There are several things to consider

Worker core layout – does each Suricata worker thread have its own core? Is the core shared with a hyperthread? Is the core isolated from Linux scheduling (see isolcpus boot parameter)
Worker thread count – for 20Gbps, you should have 20-30 worker threads. Of course, the exact number depends on the type of traffic, network protocols used, and other deployment factors including positioning – Is Suricata seeing North/South and/or East/West. The first is traffic between the internet (“North”) and your intranet. The second is traffic within your intranet.
Linux IRQ handling of network interrupts. You’re using irq_affinity so ideally, the Suricata worker threads would be affined to those cores.
Flow distribution – There are often “elephant flows” within an organization’s intranet. These can be excluded from the traffic shown to Suricata – look at Suri’s BPF capabilities.
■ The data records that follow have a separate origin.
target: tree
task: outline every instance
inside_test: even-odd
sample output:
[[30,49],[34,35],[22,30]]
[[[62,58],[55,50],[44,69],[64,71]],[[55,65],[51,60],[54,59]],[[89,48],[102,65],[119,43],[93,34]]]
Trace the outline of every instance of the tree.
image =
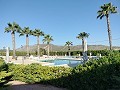
[[110,50],[112,50],[112,35],[111,35],[111,30],[110,30],[109,16],[110,14],[117,13],[116,8],[117,7],[113,6],[111,3],[108,3],[108,4],[104,4],[103,6],[101,6],[100,10],[97,12],[98,13],[97,18],[102,19],[103,17],[106,17]]
[[21,30],[20,26],[16,23],[8,23],[8,27],[5,27],[5,32],[11,32],[12,36],[12,46],[13,46],[13,59],[15,59],[15,50],[16,50],[16,43],[15,43],[15,32],[19,32]]
[[78,39],[82,39],[82,49],[83,49],[83,52],[85,52],[85,38],[88,38],[89,34],[86,33],[86,32],[82,32],[80,34],[78,34],[78,36],[76,38]]
[[47,47],[48,47],[48,50],[47,50],[48,53],[47,53],[47,54],[48,54],[48,56],[49,56],[49,45],[50,45],[50,42],[51,42],[51,41],[53,41],[52,36],[50,36],[50,35],[45,35],[45,36],[44,36],[43,43],[44,43],[44,42],[47,43]]
[[70,46],[71,46],[71,45],[73,45],[73,43],[72,43],[71,41],[67,41],[67,42],[65,43],[65,46],[68,47],[69,56],[70,56]]
[[35,29],[32,34],[37,37],[37,55],[38,55],[38,57],[40,57],[40,43],[39,43],[40,40],[39,40],[39,37],[44,36],[44,32],[40,31],[40,29]]
[[19,31],[19,33],[20,33],[19,36],[26,35],[26,51],[27,51],[27,56],[29,56],[29,35],[32,34],[32,30],[30,30],[29,27],[24,27],[23,30]]

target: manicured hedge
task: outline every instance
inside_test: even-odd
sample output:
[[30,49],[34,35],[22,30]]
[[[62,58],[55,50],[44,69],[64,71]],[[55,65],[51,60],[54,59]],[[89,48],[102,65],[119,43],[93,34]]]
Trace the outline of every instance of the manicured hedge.
[[114,51],[75,68],[11,64],[9,71],[13,72],[13,80],[51,84],[69,90],[120,89],[120,53]]
[[0,58],[0,87],[7,83],[12,76],[10,72],[8,73],[7,69],[7,64]]

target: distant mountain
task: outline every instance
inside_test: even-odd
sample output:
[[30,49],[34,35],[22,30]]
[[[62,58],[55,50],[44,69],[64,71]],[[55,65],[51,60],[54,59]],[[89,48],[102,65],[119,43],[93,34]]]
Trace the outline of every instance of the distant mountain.
[[[29,48],[30,48],[30,52],[36,51],[37,45],[29,46]],[[40,44],[40,48],[47,50],[47,45]],[[109,49],[109,47],[105,45],[88,45],[88,50],[104,50],[104,49]],[[120,50],[120,47],[113,46],[113,49]],[[67,51],[67,50],[68,50],[67,46],[58,46],[58,45],[50,44],[50,51]],[[71,46],[71,51],[78,51],[78,50],[82,50],[81,45]],[[18,48],[17,51],[26,51],[26,47],[23,46],[21,48]]]

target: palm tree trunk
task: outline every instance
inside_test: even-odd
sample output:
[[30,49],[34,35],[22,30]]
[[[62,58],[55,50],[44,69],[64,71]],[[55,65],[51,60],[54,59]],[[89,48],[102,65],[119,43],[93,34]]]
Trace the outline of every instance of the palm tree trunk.
[[70,56],[70,46],[68,46],[68,53],[69,53],[69,56]]
[[40,44],[39,44],[39,36],[37,37],[37,53],[38,53],[38,58],[40,58]]
[[13,44],[13,59],[15,59],[15,32],[13,31],[12,33],[12,44]]
[[84,38],[82,39],[82,49],[83,49],[83,52],[85,52],[85,40],[84,40]]
[[106,16],[107,19],[107,28],[108,28],[108,37],[109,37],[109,45],[110,45],[110,50],[112,50],[112,35],[111,35],[111,30],[110,30],[110,21],[109,21],[109,16]]
[[28,38],[28,35],[26,35],[26,50],[27,50],[27,56],[29,56],[29,38]]
[[49,57],[49,51],[50,51],[50,50],[49,50],[49,44],[48,44],[47,46],[48,46],[48,57]]

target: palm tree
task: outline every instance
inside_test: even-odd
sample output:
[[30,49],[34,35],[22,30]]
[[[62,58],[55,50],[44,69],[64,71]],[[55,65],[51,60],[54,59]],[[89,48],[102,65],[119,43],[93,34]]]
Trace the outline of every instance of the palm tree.
[[50,35],[45,35],[45,36],[44,36],[43,43],[44,43],[44,42],[47,42],[48,56],[49,56],[49,45],[50,45],[50,42],[51,42],[51,41],[53,41],[52,36],[50,36]]
[[97,12],[98,13],[97,18],[102,19],[104,16],[106,17],[110,50],[112,50],[112,35],[111,35],[111,30],[110,30],[109,16],[110,14],[117,13],[116,8],[117,7],[113,6],[111,3],[108,3],[108,4],[104,4],[103,6],[101,6],[100,7],[101,10]]
[[44,36],[44,32],[42,32],[40,29],[35,29],[32,33],[34,36],[37,37],[37,54],[38,54],[38,57],[40,57],[40,41],[39,41],[39,37],[40,36]]
[[13,22],[13,23],[8,23],[8,27],[5,27],[5,32],[9,33],[11,32],[12,35],[12,46],[13,46],[13,59],[15,59],[15,50],[16,50],[16,43],[15,43],[15,32],[19,32],[20,26]]
[[82,39],[82,49],[83,52],[85,52],[85,38],[88,38],[89,34],[86,32],[82,32],[80,34],[78,34],[78,36],[76,38],[78,39]]
[[32,30],[30,30],[29,27],[24,27],[23,30],[19,31],[19,33],[20,33],[19,36],[26,35],[26,51],[27,51],[27,56],[29,56],[29,35],[32,34]]
[[69,52],[69,56],[70,56],[70,46],[73,45],[73,43],[71,41],[67,41],[65,46],[68,46],[68,52]]

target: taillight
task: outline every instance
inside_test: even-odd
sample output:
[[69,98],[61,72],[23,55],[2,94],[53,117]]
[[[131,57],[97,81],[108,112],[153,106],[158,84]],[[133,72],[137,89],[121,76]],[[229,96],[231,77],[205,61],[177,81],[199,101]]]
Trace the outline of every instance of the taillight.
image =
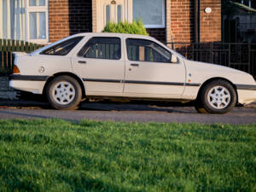
[[14,66],[13,67],[13,74],[17,74],[17,73],[20,73],[20,69],[18,68],[17,66]]

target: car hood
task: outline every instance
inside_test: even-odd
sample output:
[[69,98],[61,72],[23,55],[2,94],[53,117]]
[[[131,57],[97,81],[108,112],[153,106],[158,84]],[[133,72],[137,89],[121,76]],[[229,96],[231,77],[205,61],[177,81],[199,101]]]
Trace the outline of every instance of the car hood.
[[188,75],[196,83],[202,83],[212,78],[222,78],[233,84],[255,84],[252,75],[224,66],[186,61],[186,68]]

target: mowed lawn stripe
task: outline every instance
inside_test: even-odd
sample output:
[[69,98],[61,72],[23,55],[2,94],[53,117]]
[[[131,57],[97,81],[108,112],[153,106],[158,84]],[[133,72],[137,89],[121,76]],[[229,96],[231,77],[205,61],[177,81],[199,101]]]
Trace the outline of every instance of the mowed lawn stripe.
[[0,121],[0,191],[256,191],[256,125]]

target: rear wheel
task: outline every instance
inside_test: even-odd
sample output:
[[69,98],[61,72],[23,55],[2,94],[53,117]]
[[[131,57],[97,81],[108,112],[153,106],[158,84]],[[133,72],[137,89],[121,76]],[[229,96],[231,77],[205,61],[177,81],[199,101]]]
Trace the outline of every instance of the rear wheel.
[[46,88],[49,104],[55,109],[77,109],[82,99],[82,90],[79,82],[69,76],[54,79]]
[[201,90],[195,109],[201,113],[226,113],[236,105],[237,96],[233,86],[224,80],[214,80]]

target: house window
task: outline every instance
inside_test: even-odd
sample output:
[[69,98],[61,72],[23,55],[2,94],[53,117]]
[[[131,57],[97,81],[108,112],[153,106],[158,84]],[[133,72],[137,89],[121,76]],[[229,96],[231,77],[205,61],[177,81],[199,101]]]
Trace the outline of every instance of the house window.
[[0,38],[48,42],[48,0],[2,0],[0,10]]
[[146,28],[165,27],[165,0],[133,0],[133,20],[142,19]]

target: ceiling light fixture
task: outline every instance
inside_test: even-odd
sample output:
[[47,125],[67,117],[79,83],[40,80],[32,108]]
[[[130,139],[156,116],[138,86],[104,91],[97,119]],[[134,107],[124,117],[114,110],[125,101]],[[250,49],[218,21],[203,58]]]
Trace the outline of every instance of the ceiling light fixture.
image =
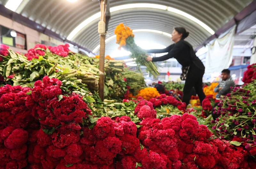
[[14,30],[12,30],[12,31],[11,31],[11,36],[14,37],[17,36],[17,33],[16,33],[16,31]]
[[[170,12],[174,12],[180,15],[196,22],[209,32],[209,33],[212,34],[214,34],[215,33],[214,31],[210,27],[193,16],[180,10],[164,5],[159,5],[158,4],[146,3],[126,4],[111,8],[110,9],[110,12],[113,12],[124,9],[138,8],[154,8],[164,11],[168,10]],[[67,39],[69,40],[71,40],[78,33],[79,31],[81,30],[83,28],[86,26],[87,25],[89,24],[92,21],[99,18],[101,16],[101,14],[100,12],[93,15],[91,17],[87,19],[81,23],[79,25],[77,26],[75,29],[73,30],[68,36],[68,37],[67,38]],[[170,35],[170,34],[169,34],[169,35]]]
[[[133,33],[141,32],[152,32],[153,33],[157,33],[163,34],[164,35],[167,36],[169,36],[169,37],[172,37],[172,35],[170,34],[170,33],[166,33],[166,32],[163,32],[157,31],[156,30],[153,30],[153,29],[134,29],[134,30],[132,30]],[[106,40],[105,40],[105,43],[106,43],[107,42],[109,41],[111,39],[114,38],[116,37],[116,35],[114,35],[114,36],[112,36],[110,37],[109,38],[108,38],[107,39],[106,39]],[[95,52],[96,52],[96,51],[97,51],[97,50],[98,50],[99,48],[100,48],[100,45],[97,46],[97,47],[96,47],[96,48],[95,48],[92,51],[92,53],[95,53]]]
[[77,0],[67,0],[69,2],[76,2],[77,1]]
[[6,8],[15,12],[23,0],[9,0],[4,6]]

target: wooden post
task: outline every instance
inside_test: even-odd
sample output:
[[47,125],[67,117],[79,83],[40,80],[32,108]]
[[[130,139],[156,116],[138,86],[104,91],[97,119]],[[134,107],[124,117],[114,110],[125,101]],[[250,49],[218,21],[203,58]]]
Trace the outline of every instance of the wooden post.
[[[105,3],[103,3],[104,0],[100,0],[100,11],[101,13],[101,18],[103,18],[103,20],[106,22],[106,17],[104,11],[106,10],[106,6],[107,0],[105,0]],[[104,77],[104,70],[105,69],[105,40],[106,35],[100,35],[100,65],[99,76],[100,79],[99,82],[99,95],[103,101],[104,100],[104,83],[105,77]]]

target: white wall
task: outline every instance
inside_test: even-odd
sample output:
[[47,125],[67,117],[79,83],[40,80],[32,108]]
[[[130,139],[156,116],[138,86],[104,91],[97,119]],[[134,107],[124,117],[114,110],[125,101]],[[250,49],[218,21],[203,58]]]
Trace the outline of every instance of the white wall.
[[[36,44],[38,43],[41,43],[42,40],[48,41],[57,45],[64,44],[62,42],[40,33],[2,15],[0,15],[0,25],[25,34],[27,38],[27,48],[28,49],[33,48]],[[73,45],[71,45],[70,46],[72,46]],[[26,50],[12,47],[10,47],[15,52],[19,51],[23,54],[26,53],[27,52]]]

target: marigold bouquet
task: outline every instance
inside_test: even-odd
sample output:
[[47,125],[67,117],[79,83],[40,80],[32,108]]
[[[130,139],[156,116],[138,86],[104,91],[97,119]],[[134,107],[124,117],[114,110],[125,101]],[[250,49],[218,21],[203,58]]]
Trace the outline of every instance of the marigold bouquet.
[[218,83],[213,82],[210,85],[204,88],[203,91],[205,96],[207,96],[209,95],[213,95],[212,98],[215,99],[216,95],[218,94],[218,93],[214,92],[214,88],[217,86],[218,84],[219,84]]
[[140,96],[145,100],[149,100],[160,95],[156,89],[154,87],[148,87],[141,90],[136,96],[137,98]]
[[116,43],[120,45],[119,48],[123,47],[131,52],[130,57],[136,59],[135,61],[140,70],[140,65],[145,66],[155,77],[160,75],[157,66],[155,63],[146,61],[147,52],[135,43],[134,35],[130,28],[121,23],[116,28],[115,33],[116,35]]
[[256,63],[249,65],[247,68],[248,69],[244,73],[242,81],[245,83],[249,83],[253,79],[256,79]]

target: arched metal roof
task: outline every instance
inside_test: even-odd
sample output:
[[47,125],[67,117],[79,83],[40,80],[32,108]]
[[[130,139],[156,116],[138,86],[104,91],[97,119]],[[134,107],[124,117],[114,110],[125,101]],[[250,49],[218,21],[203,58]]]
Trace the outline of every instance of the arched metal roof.
[[[170,7],[195,17],[215,31],[233,18],[252,0],[109,0],[110,6],[136,3],[151,3]],[[4,5],[7,0],[0,0]],[[66,0],[23,0],[16,11],[47,29],[67,37],[78,25],[100,11],[97,1],[78,0],[75,3]],[[91,50],[99,44],[96,19],[79,32],[72,39]],[[123,22],[132,29],[149,29],[171,33],[174,27],[182,26],[190,33],[187,40],[194,47],[211,35],[194,22],[167,11],[150,8],[132,8],[111,13],[109,26],[110,36],[115,27]],[[135,39],[148,40],[168,46],[170,38],[155,33],[138,32]],[[115,50],[115,40],[108,42],[106,54]]]

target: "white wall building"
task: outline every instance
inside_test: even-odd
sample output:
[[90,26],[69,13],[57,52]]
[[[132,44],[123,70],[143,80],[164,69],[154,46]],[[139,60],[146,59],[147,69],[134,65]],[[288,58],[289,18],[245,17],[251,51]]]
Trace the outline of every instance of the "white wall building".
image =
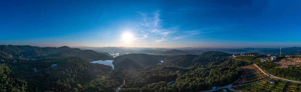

Sean · November 29, 2021, 8:32pm

I’ll try to throw suggestions up as time permits.

If the NIC is on NUMA node 1, change the IRQ affinity to CPU3 - only. Make sure CPU3 isn’t listed in any of the rest of the confit.
Change the worker CPU set to the NUMA node 1 CPUs that are:

Not on CPU the NIC is using to service interrupts - so NOT CPU3
Not the HT CPU of CPU3 - so NOT CPU 27
Keep 1st CPU of Each core free for housekeeping, and possibly the same for it’s HT CPU - so NOT CPU1.

I would suggest for worker-CPU set: 5 7 9 11 13 15 17 19 21 23 29 31 33 35 37 39 41 43 45 47

Use the above list for the PRIO field for the list of CPUs

Change Management to CPU 25 - IIRC you don’t need much in horsepower for that.
Remove the CPUs assigned to the Receive CPU-SET as I don’t think that it is active in worker mode. Those lines can be remarked out.
Change threads to the number of CPUs in the worker cpu set - 20.
Change the AF-PACKET threads to match - again 20.